Integration into current research
With the rise of advance care planning, advance directives became a small part in fostering patients’ autonomy regarding end of life decisions 14–16, 2,17. Drafting and completing an advance directive is only a small part of advance care planning. Advance care planning aims to transform the act of writing down one’s treatment wishes into a continuing process that includes structures and procedures to keep conversation about treatment wishes going. It The process of advance care planning ensures that changes of heart are regarded and added to an already existing advance directive. Furthermore, advance care planning rises general awareness on end-of-life decision making and its importance for patients’ autonomy 18. Even though the advance directive is only a small piece of advance care planning it still plays an important role. Studies suggest that advance directives may help to reduce overtreatment and hospital admissions at the end of life 4,19,20. Still, it remains unclear, if that also means that treatment is in concordance with the patients’ wishes. Most studies use ICU or hospital admission as end points 4, without comparing it to the instructions given in the advance directive. Even though it can be assumed that most patients who possess an advance directive drafted it, because they do not want life-prolonging treatment, that is not necessary the content of every advance directive. Up to this point, only a few studies evaluated if the advance directive actually help health care providers to understand the patients’ wishes 21. Therefore, there is little data on how well health care providers understand patients’ treatment preferences and choices after reading their advance directive. Still, it remains an important question when it comes to end of life decision making, especially when it is not possible anymore to ask patients about their preferred treatment. Especially as there are many types of advance directives that differ greatly in their content and their approach on preserving the patients’ autonomy 22–25. Yet there is no validation process that shows that the advance directive indeed reflects the patients’ wishes and values and is correctly understood by health care providers.

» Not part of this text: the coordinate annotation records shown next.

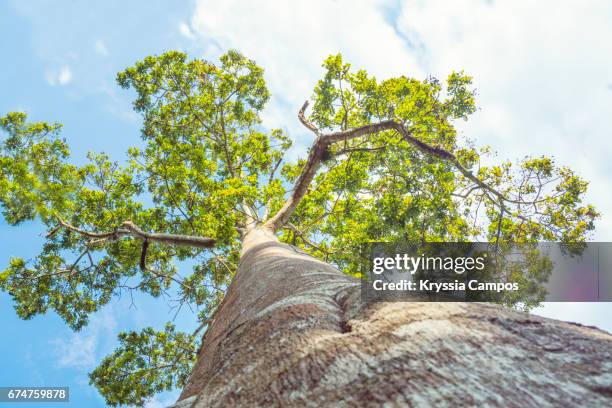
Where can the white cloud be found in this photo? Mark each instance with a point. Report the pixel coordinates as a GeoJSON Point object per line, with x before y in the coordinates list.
{"type": "Point", "coordinates": [101, 48]}
{"type": "Point", "coordinates": [290, 40]}
{"type": "Point", "coordinates": [80, 350]}
{"type": "Point", "coordinates": [542, 69]}
{"type": "Point", "coordinates": [590, 314]}
{"type": "Point", "coordinates": [163, 400]}
{"type": "Point", "coordinates": [62, 76]}
{"type": "Point", "coordinates": [185, 30]}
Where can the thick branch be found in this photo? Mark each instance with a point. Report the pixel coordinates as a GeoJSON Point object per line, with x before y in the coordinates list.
{"type": "Point", "coordinates": [129, 229]}
{"type": "Point", "coordinates": [323, 141]}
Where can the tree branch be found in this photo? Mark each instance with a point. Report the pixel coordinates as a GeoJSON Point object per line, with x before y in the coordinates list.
{"type": "Point", "coordinates": [323, 141]}
{"type": "Point", "coordinates": [129, 229]}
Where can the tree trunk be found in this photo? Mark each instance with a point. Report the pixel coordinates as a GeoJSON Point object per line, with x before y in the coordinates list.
{"type": "Point", "coordinates": [292, 331]}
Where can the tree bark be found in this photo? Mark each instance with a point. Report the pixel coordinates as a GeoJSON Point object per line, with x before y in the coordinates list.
{"type": "Point", "coordinates": [292, 331]}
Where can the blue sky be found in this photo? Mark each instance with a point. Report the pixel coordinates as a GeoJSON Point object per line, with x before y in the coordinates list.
{"type": "Point", "coordinates": [543, 73]}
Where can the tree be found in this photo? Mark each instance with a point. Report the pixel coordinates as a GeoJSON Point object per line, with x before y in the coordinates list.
{"type": "Point", "coordinates": [269, 237]}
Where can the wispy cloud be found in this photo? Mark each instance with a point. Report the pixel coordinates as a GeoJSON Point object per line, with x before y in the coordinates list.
{"type": "Point", "coordinates": [542, 71]}
{"type": "Point", "coordinates": [81, 350]}
{"type": "Point", "coordinates": [61, 76]}
{"type": "Point", "coordinates": [101, 48]}
{"type": "Point", "coordinates": [291, 39]}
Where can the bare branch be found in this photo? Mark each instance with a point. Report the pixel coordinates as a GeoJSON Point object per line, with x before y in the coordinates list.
{"type": "Point", "coordinates": [305, 121]}
{"type": "Point", "coordinates": [129, 229]}
{"type": "Point", "coordinates": [323, 141]}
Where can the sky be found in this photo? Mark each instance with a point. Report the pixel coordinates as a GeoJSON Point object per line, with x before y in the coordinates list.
{"type": "Point", "coordinates": [543, 73]}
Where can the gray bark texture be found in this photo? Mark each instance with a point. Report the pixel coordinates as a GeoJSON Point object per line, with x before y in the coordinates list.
{"type": "Point", "coordinates": [292, 331]}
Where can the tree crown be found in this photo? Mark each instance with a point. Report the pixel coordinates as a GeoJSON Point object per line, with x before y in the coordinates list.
{"type": "Point", "coordinates": [386, 164]}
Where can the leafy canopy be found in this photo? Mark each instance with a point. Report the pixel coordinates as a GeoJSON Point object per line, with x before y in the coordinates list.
{"type": "Point", "coordinates": [208, 167]}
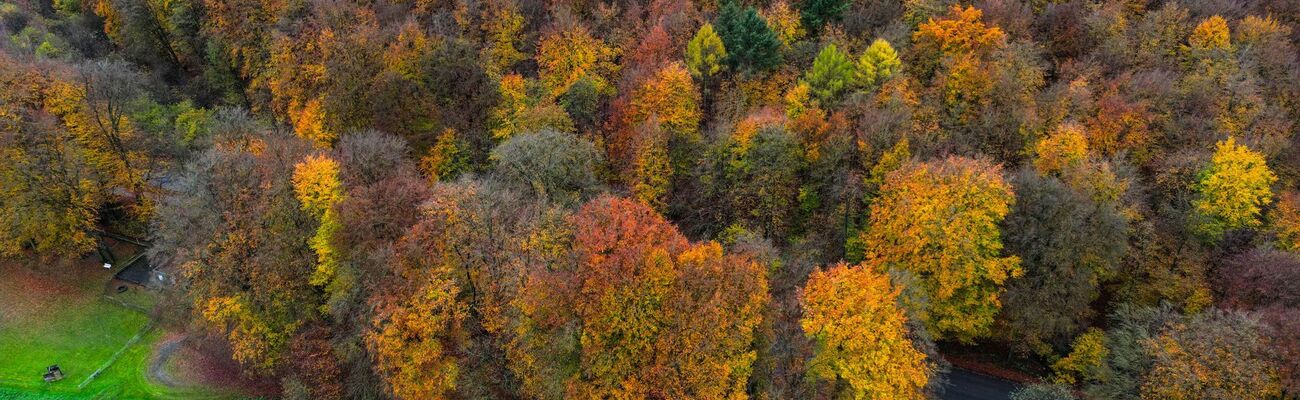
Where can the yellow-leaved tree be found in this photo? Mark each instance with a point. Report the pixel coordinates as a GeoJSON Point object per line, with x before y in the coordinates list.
{"type": "Point", "coordinates": [939, 221]}
{"type": "Point", "coordinates": [861, 334]}
{"type": "Point", "coordinates": [317, 186]}
{"type": "Point", "coordinates": [568, 55]}
{"type": "Point", "coordinates": [1231, 190]}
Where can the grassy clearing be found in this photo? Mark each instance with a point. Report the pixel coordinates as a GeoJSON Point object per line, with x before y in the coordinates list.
{"type": "Point", "coordinates": [66, 320]}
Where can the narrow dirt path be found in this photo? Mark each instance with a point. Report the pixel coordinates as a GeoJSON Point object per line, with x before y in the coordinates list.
{"type": "Point", "coordinates": [157, 364]}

Data from the acute care setting shows that advance directives remain an important tool to assess the patients’ wishes and foster their autonomy in acute care 26–28. Unfortunately, acute care providers often describe them as unclear, not applicable to the situation and unhelpful 26. This underlines the importance of implementing and validating advance directives that help health care providers to understand the patients’ treatment wishes. In this study we showed that an advance directive that is disease-centred might be more helpful.